Рита жила в пятиэтажном доме «сталинской» постройки. И само здание, и прилегающая к нему территория, насколько можно было разобрать в свете фар, смотрелись очень добротно и респектабельно, подчёркивая социальный статус жильцов и их уверенность в завтрашнем дне.
— Приехали. Будем прощаться, или у тебя есть желание немного компенсировать мне испорченные выходные?
— Каким образом?
Надо признать, вопрос прозвучал по-дурацки, дискредитируя Волгина как мужчину и сотрудника оперативного подразделения.
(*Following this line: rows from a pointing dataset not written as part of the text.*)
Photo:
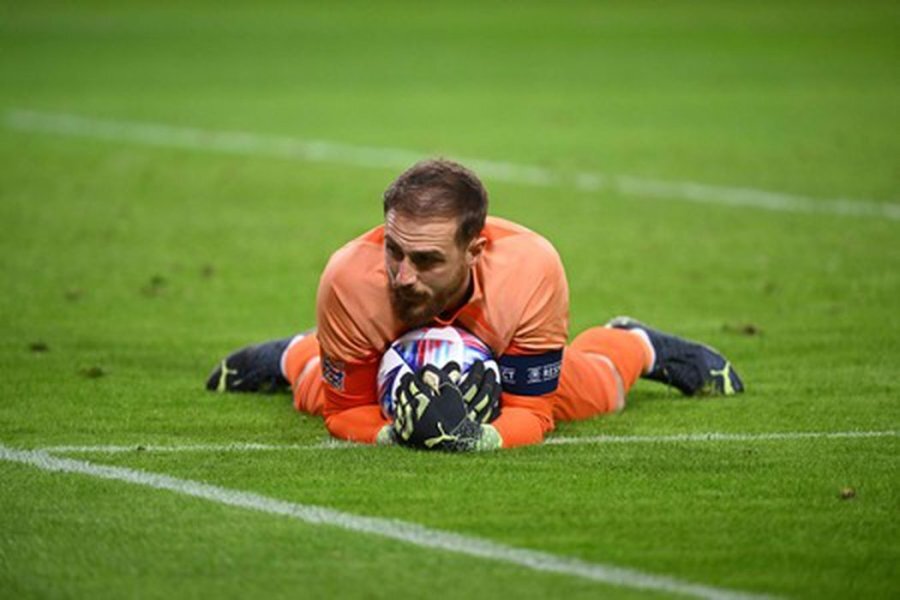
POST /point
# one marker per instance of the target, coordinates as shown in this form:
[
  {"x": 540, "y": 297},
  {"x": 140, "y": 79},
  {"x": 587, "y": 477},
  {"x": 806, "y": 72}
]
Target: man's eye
[{"x": 427, "y": 262}]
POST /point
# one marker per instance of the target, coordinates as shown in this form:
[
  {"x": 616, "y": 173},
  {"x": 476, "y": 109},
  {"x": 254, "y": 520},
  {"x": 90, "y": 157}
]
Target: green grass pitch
[{"x": 129, "y": 268}]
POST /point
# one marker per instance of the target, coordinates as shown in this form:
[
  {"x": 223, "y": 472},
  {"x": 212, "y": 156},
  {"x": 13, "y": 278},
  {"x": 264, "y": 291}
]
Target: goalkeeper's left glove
[
  {"x": 479, "y": 388},
  {"x": 430, "y": 414}
]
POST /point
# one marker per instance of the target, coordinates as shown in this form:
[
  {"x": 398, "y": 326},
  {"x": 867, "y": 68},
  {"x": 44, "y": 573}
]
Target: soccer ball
[{"x": 435, "y": 346}]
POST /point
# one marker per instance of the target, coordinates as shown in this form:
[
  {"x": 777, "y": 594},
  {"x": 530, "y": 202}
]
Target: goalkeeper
[{"x": 439, "y": 260}]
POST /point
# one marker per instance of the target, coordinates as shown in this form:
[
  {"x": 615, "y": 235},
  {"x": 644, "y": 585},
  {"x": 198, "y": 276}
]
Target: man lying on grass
[{"x": 438, "y": 259}]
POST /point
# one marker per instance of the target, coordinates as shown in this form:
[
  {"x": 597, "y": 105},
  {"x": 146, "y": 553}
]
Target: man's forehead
[{"x": 420, "y": 232}]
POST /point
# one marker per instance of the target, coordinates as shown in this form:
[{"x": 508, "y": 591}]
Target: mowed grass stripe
[
  {"x": 246, "y": 143},
  {"x": 388, "y": 528},
  {"x": 331, "y": 444}
]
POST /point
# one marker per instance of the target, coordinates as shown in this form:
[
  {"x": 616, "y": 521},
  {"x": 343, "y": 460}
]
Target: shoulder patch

— Тут неподалёку есть бар, — терпеливо начала объяснять Тростинкина. — Но он в такое время скорее всего закрыт. На параллельной улице расположено кафе, но и там нас вряд ли кто ждёт. Наконец, можно проехаться к ресторану, но только для того, чтобы постучать в закрытые двери и заглянуть на обратном пути в ночной магазин. Спиртное там очень приличное, а всё остальное найдётся в моём холодильнике…
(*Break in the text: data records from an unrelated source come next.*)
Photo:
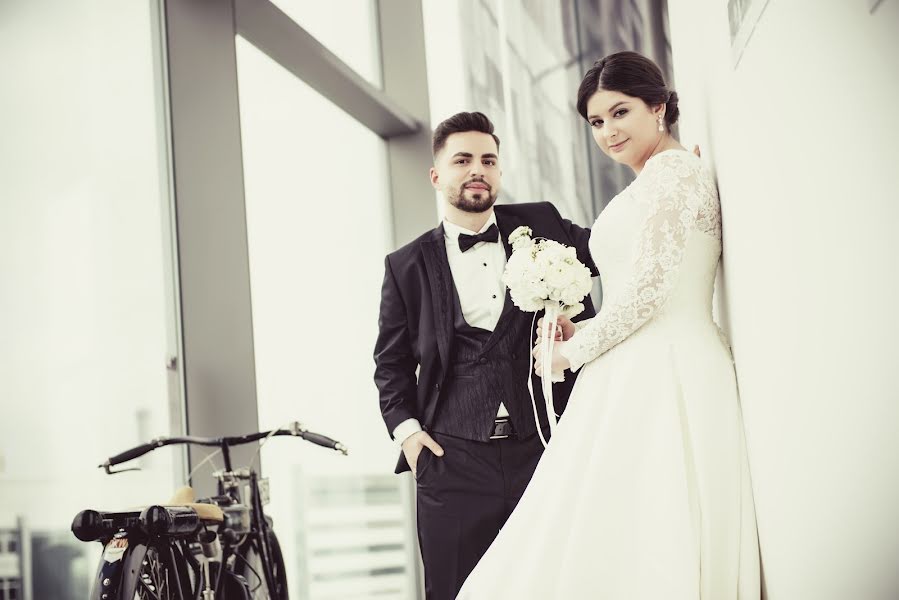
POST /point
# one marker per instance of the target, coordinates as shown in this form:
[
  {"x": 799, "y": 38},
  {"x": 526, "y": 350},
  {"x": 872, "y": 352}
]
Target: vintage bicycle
[{"x": 218, "y": 548}]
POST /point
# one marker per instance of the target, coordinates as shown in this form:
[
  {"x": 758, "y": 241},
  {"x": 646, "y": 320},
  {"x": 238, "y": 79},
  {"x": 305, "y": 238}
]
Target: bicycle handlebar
[{"x": 296, "y": 430}]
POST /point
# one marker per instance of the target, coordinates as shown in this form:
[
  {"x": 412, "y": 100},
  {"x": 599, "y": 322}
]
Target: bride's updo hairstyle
[{"x": 632, "y": 74}]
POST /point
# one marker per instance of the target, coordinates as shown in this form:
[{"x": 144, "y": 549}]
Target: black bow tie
[{"x": 467, "y": 241}]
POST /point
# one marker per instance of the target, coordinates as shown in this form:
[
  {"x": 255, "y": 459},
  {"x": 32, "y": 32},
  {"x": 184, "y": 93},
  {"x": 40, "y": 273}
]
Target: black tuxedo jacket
[{"x": 416, "y": 318}]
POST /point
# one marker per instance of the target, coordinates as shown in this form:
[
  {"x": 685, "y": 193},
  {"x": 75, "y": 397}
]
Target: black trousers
[{"x": 464, "y": 498}]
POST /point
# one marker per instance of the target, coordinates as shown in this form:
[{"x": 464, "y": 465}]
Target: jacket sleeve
[
  {"x": 579, "y": 238},
  {"x": 395, "y": 364}
]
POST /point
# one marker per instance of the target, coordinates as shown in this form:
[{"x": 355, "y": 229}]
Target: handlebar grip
[
  {"x": 131, "y": 454},
  {"x": 323, "y": 440}
]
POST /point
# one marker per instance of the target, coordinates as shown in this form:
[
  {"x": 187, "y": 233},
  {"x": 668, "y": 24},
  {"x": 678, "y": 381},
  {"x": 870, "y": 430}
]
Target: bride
[{"x": 644, "y": 491}]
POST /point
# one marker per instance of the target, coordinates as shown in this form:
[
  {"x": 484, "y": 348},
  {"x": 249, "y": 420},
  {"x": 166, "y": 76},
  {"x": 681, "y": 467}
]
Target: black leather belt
[{"x": 502, "y": 429}]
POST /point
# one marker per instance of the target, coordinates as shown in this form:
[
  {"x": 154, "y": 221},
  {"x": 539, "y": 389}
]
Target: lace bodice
[{"x": 657, "y": 246}]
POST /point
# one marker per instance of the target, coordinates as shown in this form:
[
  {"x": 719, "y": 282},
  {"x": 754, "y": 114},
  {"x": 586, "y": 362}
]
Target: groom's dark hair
[{"x": 460, "y": 123}]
Волгин постарался скрыть усмешку. Много лет назад, в отроческую пору, ему представлялось, что вся жизнь сыщика состоит из таких дней, какой выпал на его долю сегодня. Пистолет в наплечной кобуре, автомашина, загадочный труп, засада во французском ресторане и, под занавес, поздний ужин с очаровательной женщиной, как правило — всякий раз новой. На практике же за всё время службы такой пасьянс сложился впервые, и разрушать его не хотелось. Да что там не хотелось, — это было бы верхом идиотизма!
И Волгин направил машину к выезду со двора, чтобы затариться выпивкой в круглосуточно работающем магазине…
…А наутро ему довелось познакомиться с человеком, который умел невероятно тихо разогревать пельмени в микроволновой печи.
— Я хочу пить. Возьми в холодильнике тоник, — капризно попросила Рита, едва они проснулись.
Сергей встал с кровати и, как был в одних трусах, потягиваясь и почёсываясь, пошлёпал на кухню. Настроение было отличным, и он, вопреки своим привычкам, ни с того ни с сего принялся фальшиво напевать арию цыганского барона.